Often referred to as a body-off, frame-off, or ground-up restoration, this is used to describe a vehicle that has been disassembled and reconstructed using either refurbished factory parts, N.O.S. (new old stock), OEM parts, or re-popped, factory-approved replacement parts. This is the most detailed type of restoration, which addresses all parts seen and unseen, and it’s the costliest of the bunch. One of the highlights of a full restoration is the fact that they try to preserve the vehicle’s original history and the end goal is to return the vehicle to like-new condition.

Restomod

This highly popular category infuses modern-day technology and performance into the cars of yesteryear. While most of the exterior retains the stock bodylines and attributes, restomods feature a host of modern-day parts, which include upgraded braking systems, new frames, high-performance dependable motors (think LS), and modern-day suspension upgrades. In short, this is the category some refer to as a “wolf in sheep’s clothing.”

Mechanical Restoration

These vehicles have a solid foundation, with most emphasis being placed on the motor, transmission, and suspension. When it comes to a mechanical restoration, there are varying degrees, as some mechanical restorations are done on vehicles with superclean bodies while others are performed on what would otherwise be called rust buckets. Of course this category is also referred to as the “Black Hole,” as this is a lengthy process that many car owners can get stuck in for years, if not decades.
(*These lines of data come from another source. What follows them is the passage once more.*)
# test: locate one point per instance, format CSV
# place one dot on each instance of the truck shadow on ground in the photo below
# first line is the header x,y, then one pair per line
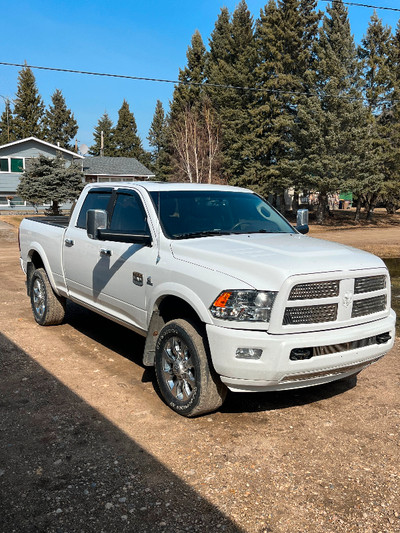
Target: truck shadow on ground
x,y
64,467
130,346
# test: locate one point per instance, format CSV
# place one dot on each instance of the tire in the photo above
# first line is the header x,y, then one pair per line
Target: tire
x,y
48,308
187,382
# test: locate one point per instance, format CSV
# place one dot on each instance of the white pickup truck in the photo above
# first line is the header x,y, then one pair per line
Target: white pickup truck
x,y
226,291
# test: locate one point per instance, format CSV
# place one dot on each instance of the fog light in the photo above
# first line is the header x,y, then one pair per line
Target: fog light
x,y
299,354
248,353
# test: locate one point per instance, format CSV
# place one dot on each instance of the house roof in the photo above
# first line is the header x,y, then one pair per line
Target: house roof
x,y
115,166
64,150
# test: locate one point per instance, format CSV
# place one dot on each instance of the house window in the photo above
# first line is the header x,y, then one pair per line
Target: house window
x,y
17,165
11,164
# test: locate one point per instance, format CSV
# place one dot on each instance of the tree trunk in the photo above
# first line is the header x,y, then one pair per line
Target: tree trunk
x,y
358,210
322,208
369,208
55,208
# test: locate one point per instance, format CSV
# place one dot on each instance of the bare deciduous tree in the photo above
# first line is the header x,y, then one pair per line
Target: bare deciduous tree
x,y
195,139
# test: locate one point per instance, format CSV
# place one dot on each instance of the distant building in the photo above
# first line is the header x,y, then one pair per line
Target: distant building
x,y
101,169
14,158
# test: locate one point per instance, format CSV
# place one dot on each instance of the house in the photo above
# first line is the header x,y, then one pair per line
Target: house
x,y
14,157
101,169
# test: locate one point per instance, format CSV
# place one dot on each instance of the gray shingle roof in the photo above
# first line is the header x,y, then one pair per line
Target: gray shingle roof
x,y
114,166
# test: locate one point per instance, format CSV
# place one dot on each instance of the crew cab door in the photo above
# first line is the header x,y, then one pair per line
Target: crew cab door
x,y
112,276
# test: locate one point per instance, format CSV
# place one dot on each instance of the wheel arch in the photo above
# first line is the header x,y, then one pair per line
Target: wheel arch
x,y
37,258
168,307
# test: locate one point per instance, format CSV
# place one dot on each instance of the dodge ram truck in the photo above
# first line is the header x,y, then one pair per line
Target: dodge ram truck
x,y
228,294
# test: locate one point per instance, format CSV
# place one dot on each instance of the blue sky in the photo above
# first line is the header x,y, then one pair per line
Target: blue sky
x,y
136,38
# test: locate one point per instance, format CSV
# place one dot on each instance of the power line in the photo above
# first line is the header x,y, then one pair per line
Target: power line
x,y
176,82
387,8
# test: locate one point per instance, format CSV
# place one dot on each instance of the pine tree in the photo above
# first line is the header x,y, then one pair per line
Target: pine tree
x,y
185,94
50,179
157,138
285,35
29,107
104,127
231,61
7,130
377,87
127,141
332,121
59,122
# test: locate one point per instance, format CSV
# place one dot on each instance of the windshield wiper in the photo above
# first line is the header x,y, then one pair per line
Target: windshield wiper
x,y
196,234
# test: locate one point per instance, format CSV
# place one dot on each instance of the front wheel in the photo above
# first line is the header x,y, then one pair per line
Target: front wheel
x,y
48,308
187,382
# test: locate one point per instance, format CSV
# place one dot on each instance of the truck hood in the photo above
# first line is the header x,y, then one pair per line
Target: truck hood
x,y
265,261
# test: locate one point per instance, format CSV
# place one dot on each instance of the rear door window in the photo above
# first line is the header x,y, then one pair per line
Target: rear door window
x,y
96,199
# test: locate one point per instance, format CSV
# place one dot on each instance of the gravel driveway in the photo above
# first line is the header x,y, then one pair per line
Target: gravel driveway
x,y
87,445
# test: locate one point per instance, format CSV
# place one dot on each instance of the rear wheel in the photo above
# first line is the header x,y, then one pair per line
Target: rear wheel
x,y
187,382
48,308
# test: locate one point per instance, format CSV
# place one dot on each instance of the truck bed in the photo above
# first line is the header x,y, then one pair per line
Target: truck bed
x,y
59,221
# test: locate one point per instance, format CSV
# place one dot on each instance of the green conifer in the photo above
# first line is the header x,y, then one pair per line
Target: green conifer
x,y
7,131
59,124
188,93
29,107
157,138
127,141
231,61
50,179
332,121
285,35
104,127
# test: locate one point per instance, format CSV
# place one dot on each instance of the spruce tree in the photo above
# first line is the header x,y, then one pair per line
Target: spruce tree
x,y
59,124
231,61
377,87
104,127
49,179
285,35
157,138
127,141
7,131
189,92
28,107
332,121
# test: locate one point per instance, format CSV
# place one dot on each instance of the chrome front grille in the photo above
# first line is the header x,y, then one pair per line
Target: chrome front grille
x,y
336,300
369,306
371,284
319,289
310,314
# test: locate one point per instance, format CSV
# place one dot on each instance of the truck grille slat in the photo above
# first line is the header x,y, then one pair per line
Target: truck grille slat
x,y
369,306
319,289
310,314
371,284
350,298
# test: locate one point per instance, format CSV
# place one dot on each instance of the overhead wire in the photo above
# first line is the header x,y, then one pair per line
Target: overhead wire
x,y
179,82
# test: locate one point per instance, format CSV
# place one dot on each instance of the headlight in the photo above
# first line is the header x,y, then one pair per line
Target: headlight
x,y
246,306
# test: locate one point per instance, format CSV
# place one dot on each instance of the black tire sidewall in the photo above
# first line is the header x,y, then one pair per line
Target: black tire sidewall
x,y
175,330
38,275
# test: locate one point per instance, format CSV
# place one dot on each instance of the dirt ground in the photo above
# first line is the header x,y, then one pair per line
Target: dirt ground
x,y
87,445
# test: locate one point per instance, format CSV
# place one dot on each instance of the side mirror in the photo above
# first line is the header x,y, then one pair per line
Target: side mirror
x,y
95,219
302,221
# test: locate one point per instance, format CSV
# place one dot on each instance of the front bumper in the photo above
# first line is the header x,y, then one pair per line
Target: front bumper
x,y
275,371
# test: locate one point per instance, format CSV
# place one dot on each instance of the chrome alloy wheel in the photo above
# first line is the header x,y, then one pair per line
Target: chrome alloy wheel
x,y
178,369
39,298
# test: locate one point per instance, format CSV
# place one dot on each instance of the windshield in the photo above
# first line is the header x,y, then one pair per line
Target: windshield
x,y
187,214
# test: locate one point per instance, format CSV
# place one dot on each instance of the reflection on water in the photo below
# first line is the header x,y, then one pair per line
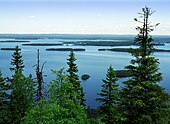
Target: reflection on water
x,y
91,61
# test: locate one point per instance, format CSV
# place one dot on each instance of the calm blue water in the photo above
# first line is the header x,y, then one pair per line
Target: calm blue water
x,y
91,61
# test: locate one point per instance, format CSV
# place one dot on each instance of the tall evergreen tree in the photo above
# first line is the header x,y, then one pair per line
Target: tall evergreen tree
x,y
17,61
40,82
59,109
109,97
22,90
74,78
143,99
21,98
4,101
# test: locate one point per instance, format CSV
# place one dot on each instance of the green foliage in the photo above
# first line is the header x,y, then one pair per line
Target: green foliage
x,y
74,79
17,61
109,97
4,100
40,82
21,97
59,108
143,99
21,90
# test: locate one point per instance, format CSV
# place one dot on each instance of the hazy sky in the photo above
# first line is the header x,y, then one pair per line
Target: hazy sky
x,y
80,16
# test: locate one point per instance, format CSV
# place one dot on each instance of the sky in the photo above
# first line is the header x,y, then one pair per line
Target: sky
x,y
80,16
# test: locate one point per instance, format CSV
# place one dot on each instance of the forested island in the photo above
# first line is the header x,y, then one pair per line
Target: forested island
x,y
140,99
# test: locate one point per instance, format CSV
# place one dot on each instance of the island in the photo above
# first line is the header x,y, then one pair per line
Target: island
x,y
128,50
43,44
13,41
123,73
66,49
106,43
85,76
9,49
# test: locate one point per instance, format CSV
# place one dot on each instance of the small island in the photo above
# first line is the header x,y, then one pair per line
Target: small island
x,y
13,41
85,76
128,49
66,49
9,49
123,73
43,44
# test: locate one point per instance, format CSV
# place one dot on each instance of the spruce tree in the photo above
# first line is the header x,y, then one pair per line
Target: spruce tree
x,y
4,101
17,61
74,78
143,99
40,82
109,97
59,109
21,98
21,90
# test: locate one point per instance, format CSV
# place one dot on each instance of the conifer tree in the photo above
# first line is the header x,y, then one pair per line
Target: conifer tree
x,y
21,90
4,101
74,78
59,109
143,99
17,61
21,98
40,82
109,97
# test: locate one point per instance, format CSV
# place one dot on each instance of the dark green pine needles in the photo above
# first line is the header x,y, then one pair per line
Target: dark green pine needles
x,y
109,97
143,99
17,61
74,78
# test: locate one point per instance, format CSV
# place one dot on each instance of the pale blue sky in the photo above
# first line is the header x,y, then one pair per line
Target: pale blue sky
x,y
80,16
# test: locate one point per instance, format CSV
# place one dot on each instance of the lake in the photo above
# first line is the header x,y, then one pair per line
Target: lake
x,y
91,61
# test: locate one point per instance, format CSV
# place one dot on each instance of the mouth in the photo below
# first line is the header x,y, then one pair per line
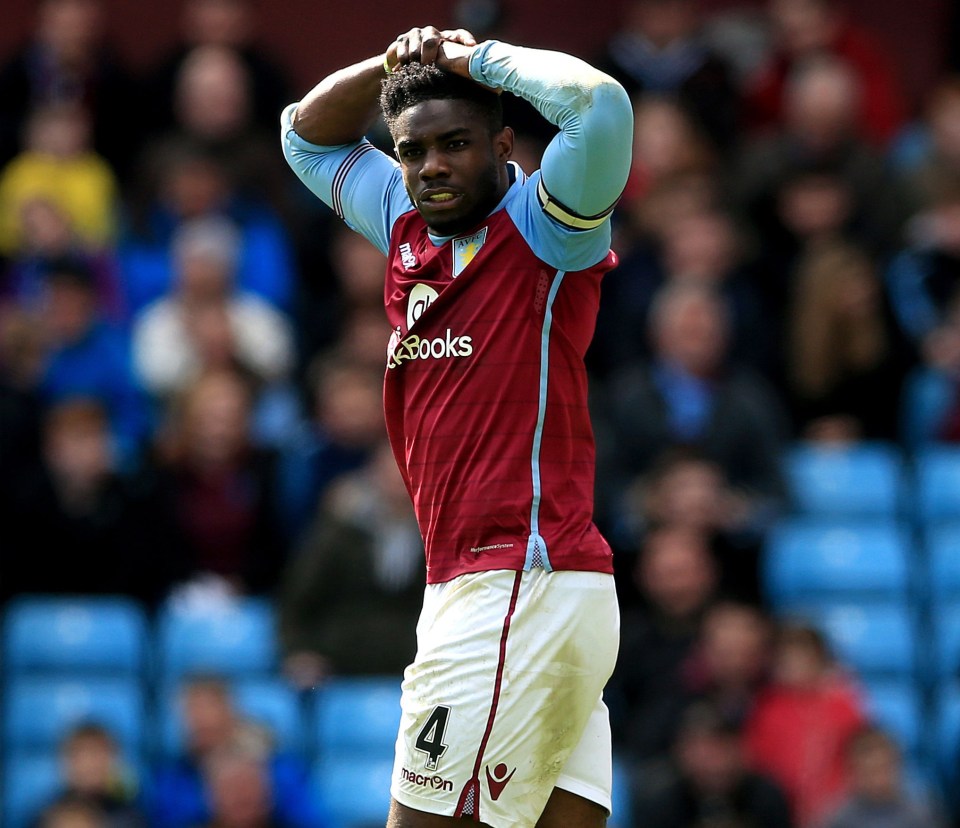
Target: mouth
x,y
439,199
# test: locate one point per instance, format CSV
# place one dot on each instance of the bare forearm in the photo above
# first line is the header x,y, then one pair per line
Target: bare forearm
x,y
343,106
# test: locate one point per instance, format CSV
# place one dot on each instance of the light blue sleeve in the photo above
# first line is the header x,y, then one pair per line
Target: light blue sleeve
x,y
359,182
565,207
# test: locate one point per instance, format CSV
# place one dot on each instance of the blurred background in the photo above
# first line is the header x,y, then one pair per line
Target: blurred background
x,y
209,570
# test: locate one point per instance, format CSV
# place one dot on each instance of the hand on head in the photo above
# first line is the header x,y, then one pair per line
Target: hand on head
x,y
423,45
Sympathetic Restoration, aka Cosmetic Restoration

Perhaps the most popular of all the categories is a sympathetic restoration. This is when most of the visual cues of a vehicle have been addressed and the body has remained on the car. A sympathetic restoration represents the largest category of builds out there and is also one of the best ways to enjoy your lowrider. Plus, there are quite a few “survivor” lowrider-style cars still out there.

Now that you have a general breakdown of the most popular types of restorations, we’re hoping this information will help disseminate the differences as it is an important chunk of information that’s necessary when it comes to describing your own build or buying one that’s been improperly listed. In the end these descriptive terms and categories are just identifying terms used to categorize the style of the build, but it will be up to you to see just how well the work was performed.

In addition, each category comes with its pros and cons. Some full restorations become so detailed and expensive that owners don’t even want to drive their vehicles while others who have cut their frames regret it when it comes time to getting full value for their vehicle. But this is where lowriding gets fun because at the end of the day it’s your build and your vision so do as you please, and if someone disagrees with your decision send them the link to your GoFundMe page so they can give you money to build the car they’ve always wanted. Last but not least, all these car build categories also come with fair warning: Please be careful with the shop you choose because as most of us know time and money for a build can multiply with wrongly chosen shops out there. Trust no one, good luck, and God bless.